Let's just cut the shit and admit that over-the-air broadcast television is effectively dead.

This is why Net Neutrality mattered, because the future isn't in old tech (radio broadcast) being consumed by DRM in desperate plays to stay relevant and/or profitable.

The future was always in things like YouTube, Netflix, and other online content delivery services. Which is why strict regulation of Net Neutrality and strict regulation of such services was and continues to be so important.

No, the infrastructure isn't "open" like broadcast airwaves, which technically anyone with a license and equipment can jump into using, whereas internet infrastructure is all privately owned wired networking. The fact that it is different isn't an excuse for any and all governments to have just effectively given up on regulation of those spaces when they're where the media-consuming public happen to be. That's why we needed legislation of these things instead of a back and forth wankery of the FCC changing how the internet is classified over and over again in between warring political factions.

I can almost guarantee you that nobody under the age of 30 gives a singly flying fuck about having an antenna on a television. They're probably watching more than half their media on their phone or tablet anyway.

The real reason that this kind of change is happening to over-the-air broadcasting is because it doesn't have enough viewers, and by extension, enough advertising, to sustain it as a model anymore.

I think the loss of over-the-air programming isn't the best thing, but I also think it's stupid to keep holding on to this idea like it matters very much in 2026 where if you asked a kid in their twenties if they even knew what an antenna for a television was they'd probably go "what the fuck are you even talking about?"

But I mean we can't even regulate shit like paid political speech online needing to say that it is paid political speech, so fat chance of any useful legislation coming anytime soon. US government in particular has been broken as fuck for three decades.

[–] masterofn001@lemmy.ca 3 points 4 days ago (1 children)

I'm Canadian ans live near a fairly large US city.

I only use OTA and sites that sail the high seas.

My 20$ antenna gets me between 50 - 60 channels - weather and season dependent.

If/when OTA dies, my TV will never be used again.
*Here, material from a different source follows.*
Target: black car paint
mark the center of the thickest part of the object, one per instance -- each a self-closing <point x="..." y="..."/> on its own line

[–] SnotFlickerman@lemmy.blahaj.zone 2 points 4 days ago* (last edited 4 days ago)

You're very lucky. I lived 60 miles south of Seattle, 30 miles southwest of Tacoma, and was able to get a single channel with an antenna because my city was in a valley surrounded by mountainous terrain and so the broadcast signals from the TV towers were all blocked by the terrain. No local stations, no local towers. Seattle actually has plenty of stations, but unless you're in the right areas, they're nearly impossible to access.

I also worked in local television for a long time in the early 2000s and 3 out of 4 of the stations I worked at no longer exist and there are fewer and fewer rural stations, so unless you live in the big city or unless you're in a very flat area where the big city signal can get to you, you're shit out of luck.